UltimateWednesday · 27/06/2020 17:54

How did you decide which surname they have?

A discussion with some middle aged colleagues. Most said they'd got married when they had DC, at least in part because they wanted to have the same name as their children.

Obviously the children could have taken mother's surname but then father has the same issue, that he doesn't share the family name, unless he takes hers.

Hypenating is an option but how do you choose which order? IME people seem to drop the first one as they get older and even if they don't surely would if they tried to amalgate two surnames when they marry themselves?

OP posts:
Lazypuppy · 27/06/2020 18:20

We've double barrelled until we get married

Echobelly · 27/06/2020 18:22

I didn't take DH's name, was happy for kids to have his surname as mine is very boring and his is more interesting!
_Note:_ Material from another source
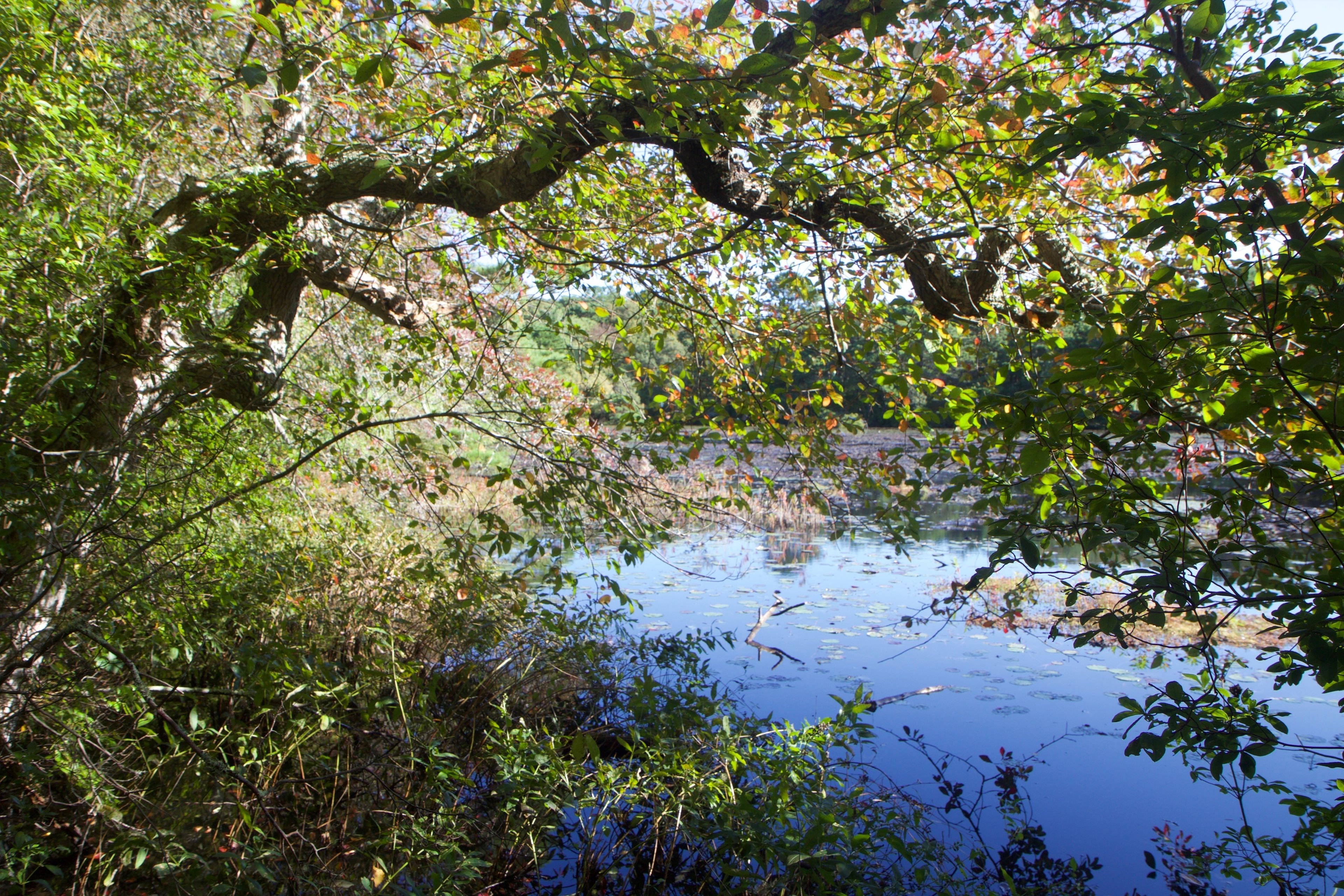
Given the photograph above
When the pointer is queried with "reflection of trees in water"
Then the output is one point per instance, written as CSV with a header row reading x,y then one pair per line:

roarfeckingroar · 27/06/2020 18:22

DP and I are engaged. When we get married I'll keep my surname. I'm 6 months pregnant currently. Baby will he first name middle name his name my name. No hyphens.

roarfeckingroar · 27/06/2020 18:24

@DonaldJTrumpet why should the woman's name go first? We are putting DP's first because it sounds better and I know it's more likely to be dropped than mine at the end. I'm the one growing and birthing baby.

SwedishEdith · 27/06/2020 18:28

Amazing how many women "hate" their name or "his name sounds better". I always wonder what your mother's names must have been to be happy to take on these awful names of their husbands.

Anyway, his name my name, not double barrelled, known by my name.

ArthuriaAugustaDarcy · 27/06/2020 18:39

Fascinating how many women just automatically take their husband's name when they get married. I am middle aged, OP (it happens to all of us), and I have never given a single toss about feminism, asserting my rights, etc, etc, etc. I just liked my surname and didn't like my husband's surname, so wanted our children to have mine rather than his (even though we were married).

Snowcappedmountains · 27/06/2020 18:40

Its quite sad that I'm even admitting this but my daughter has her Dad's surname because mine isn't an English surname and I was horrifically bullied about it all throughout school - I didn't want her to go through the same thing

LostaraYil · 27/06/2020 18:40

Not married, my sons have DPs surname because I'm foreign so my name is unusual and I always have to spell it out and tell people how to pronounce it. If we had brought them up in my country they would have had my name.

Username273451293445z · 27/06/2020 18:42

We both changed our surname to something entirely different when we got married, as neither of us wanted to keep our surnames. The children then got our new surname when they came along.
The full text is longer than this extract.